Writer for a strategic consulting firm working for financial services clients. Probably one of the most challenging jobs I've had. Writing at a very high level for senior executives. Making good money and there for just about 9 months, but then 9/11 happened and laid off about a month after that when many of our clients, some located in the twin towers and personally affected by 9/11, froze current projects; there was a great deal of uncertainty in the financial sector at the time.

Marketing manager for a PR firm specializing in broadcast PR. Fun job, lots to learn. Great boss. Perfect becus it was within walking distance of my house. Laid off after 3.5 years, along with my boss.

Personal finance writer for a consumer website covering topics related to debt, credit and household money management. Loved this job, it was one of the best. Literally wrote hundreds of web articles and blog posts. Laid off with about a hundred others in a third wave of layoffs.

Business content writer for a Fortune 100 insurance/investment company that sells variable annuities. Excellent pay with very nice work conditions. Unfortunately, this was just a contract job and had a short life.
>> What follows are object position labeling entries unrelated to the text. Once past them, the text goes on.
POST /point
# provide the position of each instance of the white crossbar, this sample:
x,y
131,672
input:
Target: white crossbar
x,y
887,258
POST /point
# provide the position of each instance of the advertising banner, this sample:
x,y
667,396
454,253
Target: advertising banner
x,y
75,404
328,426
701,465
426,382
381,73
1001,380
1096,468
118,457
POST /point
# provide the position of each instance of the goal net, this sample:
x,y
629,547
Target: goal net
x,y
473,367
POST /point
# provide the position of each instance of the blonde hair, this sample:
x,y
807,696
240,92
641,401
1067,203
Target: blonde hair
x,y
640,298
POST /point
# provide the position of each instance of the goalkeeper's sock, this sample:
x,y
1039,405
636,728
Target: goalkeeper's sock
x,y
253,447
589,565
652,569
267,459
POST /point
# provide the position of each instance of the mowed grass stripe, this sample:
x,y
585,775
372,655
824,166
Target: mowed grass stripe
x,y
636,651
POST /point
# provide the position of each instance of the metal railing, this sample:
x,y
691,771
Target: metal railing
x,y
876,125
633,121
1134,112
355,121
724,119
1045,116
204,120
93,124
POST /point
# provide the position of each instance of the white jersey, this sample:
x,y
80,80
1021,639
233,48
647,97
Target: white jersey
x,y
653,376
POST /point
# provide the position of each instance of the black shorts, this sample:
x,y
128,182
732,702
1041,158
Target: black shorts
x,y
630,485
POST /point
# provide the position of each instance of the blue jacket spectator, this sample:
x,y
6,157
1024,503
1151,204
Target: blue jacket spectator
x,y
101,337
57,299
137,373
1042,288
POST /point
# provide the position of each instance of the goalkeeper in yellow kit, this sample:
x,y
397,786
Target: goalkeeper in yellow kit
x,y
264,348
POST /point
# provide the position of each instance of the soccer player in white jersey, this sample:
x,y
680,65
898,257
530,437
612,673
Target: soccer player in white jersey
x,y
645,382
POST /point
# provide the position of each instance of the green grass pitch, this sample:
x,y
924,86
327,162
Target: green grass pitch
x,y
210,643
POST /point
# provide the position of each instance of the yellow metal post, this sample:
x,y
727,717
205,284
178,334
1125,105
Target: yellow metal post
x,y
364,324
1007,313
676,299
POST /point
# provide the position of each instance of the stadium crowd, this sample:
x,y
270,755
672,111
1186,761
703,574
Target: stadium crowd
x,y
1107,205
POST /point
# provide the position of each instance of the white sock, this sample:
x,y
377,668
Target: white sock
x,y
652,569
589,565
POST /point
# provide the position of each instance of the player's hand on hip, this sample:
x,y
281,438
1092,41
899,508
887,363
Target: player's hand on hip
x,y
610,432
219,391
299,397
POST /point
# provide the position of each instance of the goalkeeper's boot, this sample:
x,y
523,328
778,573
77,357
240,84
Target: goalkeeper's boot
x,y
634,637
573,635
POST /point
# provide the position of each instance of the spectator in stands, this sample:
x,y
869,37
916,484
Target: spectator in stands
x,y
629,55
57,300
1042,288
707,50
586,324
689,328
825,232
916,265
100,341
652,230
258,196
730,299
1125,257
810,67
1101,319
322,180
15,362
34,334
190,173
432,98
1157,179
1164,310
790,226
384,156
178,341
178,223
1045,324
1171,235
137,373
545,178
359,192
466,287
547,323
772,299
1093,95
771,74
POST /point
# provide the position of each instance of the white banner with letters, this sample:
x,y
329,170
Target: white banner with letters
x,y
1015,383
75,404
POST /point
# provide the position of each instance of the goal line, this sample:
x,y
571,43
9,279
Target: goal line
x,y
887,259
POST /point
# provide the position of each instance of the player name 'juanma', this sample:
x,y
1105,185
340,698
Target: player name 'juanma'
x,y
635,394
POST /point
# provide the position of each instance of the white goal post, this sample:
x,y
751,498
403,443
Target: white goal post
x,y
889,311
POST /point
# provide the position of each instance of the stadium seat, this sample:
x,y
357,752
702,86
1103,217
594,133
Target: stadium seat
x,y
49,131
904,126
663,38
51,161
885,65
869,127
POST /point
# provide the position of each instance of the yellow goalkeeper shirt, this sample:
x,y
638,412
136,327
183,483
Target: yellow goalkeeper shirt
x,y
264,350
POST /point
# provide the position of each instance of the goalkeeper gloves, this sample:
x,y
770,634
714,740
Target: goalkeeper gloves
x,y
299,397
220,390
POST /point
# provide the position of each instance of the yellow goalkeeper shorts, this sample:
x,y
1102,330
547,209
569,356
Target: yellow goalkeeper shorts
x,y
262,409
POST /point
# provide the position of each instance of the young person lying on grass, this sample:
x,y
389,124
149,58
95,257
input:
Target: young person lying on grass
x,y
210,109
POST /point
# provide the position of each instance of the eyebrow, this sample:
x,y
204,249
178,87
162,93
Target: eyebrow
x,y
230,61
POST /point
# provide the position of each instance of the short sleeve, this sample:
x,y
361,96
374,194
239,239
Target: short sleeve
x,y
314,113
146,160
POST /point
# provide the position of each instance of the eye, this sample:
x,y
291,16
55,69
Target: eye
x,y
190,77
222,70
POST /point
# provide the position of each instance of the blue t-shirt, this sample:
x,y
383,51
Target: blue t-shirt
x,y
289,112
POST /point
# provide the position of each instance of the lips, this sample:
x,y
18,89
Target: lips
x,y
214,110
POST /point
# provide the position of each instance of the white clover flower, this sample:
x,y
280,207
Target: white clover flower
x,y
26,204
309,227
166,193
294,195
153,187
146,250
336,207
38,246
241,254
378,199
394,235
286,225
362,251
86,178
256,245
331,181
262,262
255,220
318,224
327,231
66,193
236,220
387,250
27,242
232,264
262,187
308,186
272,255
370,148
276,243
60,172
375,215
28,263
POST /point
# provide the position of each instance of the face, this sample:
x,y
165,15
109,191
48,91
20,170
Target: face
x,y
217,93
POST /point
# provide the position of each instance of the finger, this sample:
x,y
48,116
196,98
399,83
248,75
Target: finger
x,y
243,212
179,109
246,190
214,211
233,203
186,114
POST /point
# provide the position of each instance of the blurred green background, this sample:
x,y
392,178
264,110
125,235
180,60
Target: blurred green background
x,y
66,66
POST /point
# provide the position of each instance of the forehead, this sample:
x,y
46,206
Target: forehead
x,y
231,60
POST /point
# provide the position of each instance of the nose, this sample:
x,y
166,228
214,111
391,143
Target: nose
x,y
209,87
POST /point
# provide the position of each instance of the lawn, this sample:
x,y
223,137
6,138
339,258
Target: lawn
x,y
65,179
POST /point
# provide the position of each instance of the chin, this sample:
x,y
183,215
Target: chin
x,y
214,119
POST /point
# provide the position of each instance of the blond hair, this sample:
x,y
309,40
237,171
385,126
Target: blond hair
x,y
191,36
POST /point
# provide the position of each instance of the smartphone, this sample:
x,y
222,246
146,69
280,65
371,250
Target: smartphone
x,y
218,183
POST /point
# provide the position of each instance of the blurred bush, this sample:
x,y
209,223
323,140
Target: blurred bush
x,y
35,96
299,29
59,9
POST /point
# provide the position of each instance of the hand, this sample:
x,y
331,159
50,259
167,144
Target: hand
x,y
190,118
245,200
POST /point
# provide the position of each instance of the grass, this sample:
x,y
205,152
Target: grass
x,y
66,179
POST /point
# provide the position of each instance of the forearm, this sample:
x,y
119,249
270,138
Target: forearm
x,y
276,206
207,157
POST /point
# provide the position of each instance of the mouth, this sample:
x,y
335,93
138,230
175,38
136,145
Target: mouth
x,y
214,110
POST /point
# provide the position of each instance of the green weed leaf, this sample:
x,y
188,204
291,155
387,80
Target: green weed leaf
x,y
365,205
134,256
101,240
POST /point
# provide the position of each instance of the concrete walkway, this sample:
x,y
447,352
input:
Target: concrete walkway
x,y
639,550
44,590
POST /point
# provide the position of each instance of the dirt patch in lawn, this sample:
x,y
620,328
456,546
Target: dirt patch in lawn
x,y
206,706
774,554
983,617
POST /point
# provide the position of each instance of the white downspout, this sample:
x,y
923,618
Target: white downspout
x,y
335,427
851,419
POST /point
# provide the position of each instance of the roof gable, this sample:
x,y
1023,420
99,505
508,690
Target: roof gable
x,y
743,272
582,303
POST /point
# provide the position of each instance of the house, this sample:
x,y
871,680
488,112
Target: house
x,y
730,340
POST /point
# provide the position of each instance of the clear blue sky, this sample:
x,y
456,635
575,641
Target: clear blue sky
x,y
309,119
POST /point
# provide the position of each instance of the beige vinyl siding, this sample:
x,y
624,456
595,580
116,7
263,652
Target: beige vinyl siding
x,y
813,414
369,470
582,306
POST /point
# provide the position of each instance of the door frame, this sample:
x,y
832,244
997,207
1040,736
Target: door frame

Project editor for a publishing company doing work outside my usual realm, but it was a job. Fired when the editor in chief blew up.

I am thankful to have experienced so many interesting jobs. Can't wait to see what comes next.

Now it's your turn!

6 Responses to “How well do you reinvent yourself?”

  1. ceejay74 Says:
    1349622469

    Wow! Very interesting career (and LOTS of layoffs; thank goodness I've only experienced two so far). If I get some time later today, I'll try to do a post that goes through my career. (I like how you list every single job; as I get older my resume lists fewer and fewer of those little ones, so it'll take some reminiscing to get them all in a list.)

  2. Ralph Says:
    1349623867

    I am a pillar of stability and ennui in comparison! Still basically working at the same job I got out of college in 1978! But I have had to change companies a few times due to plant closures. Half way through I was getting bored and ready for a change, but I have since recharged myself and now consider myself lucky to work at what I have always enjoyed.

  3. patientsaver Says:
    1349626454

    Yes, Ceejay, lots of layoffs. Marketing jobs seem to be one of those things that are dispensable when push comes to shove.

    Ralph: Wow. What kind of work do you do? Yes, you are lucky!

  4. FrugalTexan75 Says:
    1349642748

    This could be interesting .. especially if I start with jobs I had in junior high .. Smile

  5. My English Castle Says:
    1349666290

    Wow--I'd rather not think about some of mine. My biggest reinvention was switching from finance to graduate school and then teaching English. I always tell students I left the high-flying world of finance for the much more glamorous, lucrative world of teaching English.

  6. Dido Says:
    1350359089

    You inspired me to make a similar list in my blog. Fun to think back on!